Artistic creation is, naturally, a rich source for drama. Ballet companies, theatre troupes, orchestras and rock bands make good character ensembles. Filmmaking, despite the inherent self-reference, makes for great material: there are a lot of people engaged in a brutally challenging task, often bearing outrageous levels of ego, neuroses, ambition and wit. The solo arts are inherently more difficult; nothing can be duller than a film about a writer staring at a typewriter, or, even worse, a computer screen. At least painters have a canvas, and can literally create an image in front of our eyes, but a hundred minutes of staring at that, would be… well, like watching it dry.
Obviously, the artist needs to be dramatically engaged. Usually in this type of film, he or she is involved in an epic battle with the bottle, and often juggling multiple lovers. Pollack (2000) was good; so was Basquiat (1996). But Gaugin, or Gaugin Voyage De Tahiti as it is known in France, is not good. It is dramatically mort.
Gaugin gets sick of Paris; Gaugin goes to Tahiti; Gaugin paints. Except for a brief illness, he encounters such little drama in the tropics that the filmmakers have had to construct a love triangle for us to try and get excited by. It’s not exciting, not by anyone’s standards. There’s also a subplot – if it even qualifies for the word – involving a Tahitian student of Gaugin cheapening his talent by replicating statues to sell to white French colonialists, but it sounds more captivating than it is, which obviously isn’t saying much.

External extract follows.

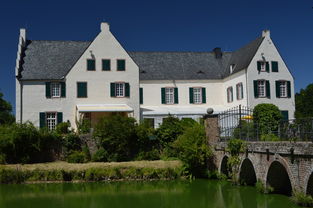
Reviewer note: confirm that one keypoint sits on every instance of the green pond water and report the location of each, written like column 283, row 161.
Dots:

Gaugin is painted – boom tish – as unsympathetic, leaving, as he does, his large family to go cavorting in paradise (which makes the love triangle even more insufferable). Why Vincent Cassel agreed to play him, other than for a trip to Tahiti, is imponderable. It can’t have been the script, which must have had a lot of empty white space. This is a truly boring movie, in which barely anything happens. Gaugin’s actual paintings have more drama, and more life.